There are several mental and emotional traits that are important for being a successful long-term investor, according to the Ethical Entrepreneur. The factors are:

  1. Being calm and unemotional. Keep away from and ignore the over-hyped financial and headline news when it comes to investing. Avoid excitement and speculation – if your personality craves these then you may not be well suited to investing. One way to combat the adrenaline cravings is to invest using a process – develop some rules and stick to them.
  2. Not being greedy. You will never, ever sell at the top and buy at the bottom with every investment you make. It’s impossible. The sooner you accept this and move on with developing your strategy, the better off you will be. If you feel yourself starting to get greedy “just another 10%”, sell and move on.
  3. Not being overly fearful. Listening to daily (or hourly basis) financial and headline news is only guaranteed to stoke needless anxieties and panic, neither of which are conducive towards building wealth and investing.
  4. Being focused, patient and discipline. Have a plan and strategy. Avoid making quick and rash decisions. Have the facts to make an informed decision. If you need to rush to make an investment then you’re probably sticking your leg straight into a bear trap. Stop, calm down and think about it. If it’s really a great opportunity then it will still be here tomorrow.
  5. Understanding your strengths and limitations.
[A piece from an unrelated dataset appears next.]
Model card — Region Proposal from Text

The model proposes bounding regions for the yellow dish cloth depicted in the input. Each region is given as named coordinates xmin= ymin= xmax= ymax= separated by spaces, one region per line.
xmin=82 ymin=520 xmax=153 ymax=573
There’s a tendency today for people to act like a guru and ‘fake it until they make it’. In some ways, a bit of confidence is a good thing, but don’t fall for your own hype. What makes you so different from the thousands of other investors in the market? What are your weak spots and what have you done to guard against them? Are you playing to your advantages and how do you know they’re better than the competition? Are you in possession of all the relevant and accurate facts and if so, can you make sense of them?
  6. Being realistic. You might read about Warren Buffet and think “I could do that” but the truth is that Warren is the outlier, not the rule. You’re not going to double your money every year and you’re not going to pick winners every week. Accept it and move on. Aim for an annual compounding rate of 10-15% and consider that an almighty challenge at the best of times. If you can compound your money at 10% a year for 20 years, that will build wealth.
  7. Control what you can and don’t worry about the rest. You can’t do anything about what the market thinks or feels about a position hour to hour or day to day. It might feel frustrating to watch your stock sliding backward but if you’ve done your due diligence then have faith that it will be rewarded in time. Focus on your buy price, your position size, portfolio construction and how to bank profits – clear your mind of the noise.
  8. Always seek new knowledge and how to apply them. Never stop learning! There is more knowledge and understanding about the world than anyone before us; make use of it!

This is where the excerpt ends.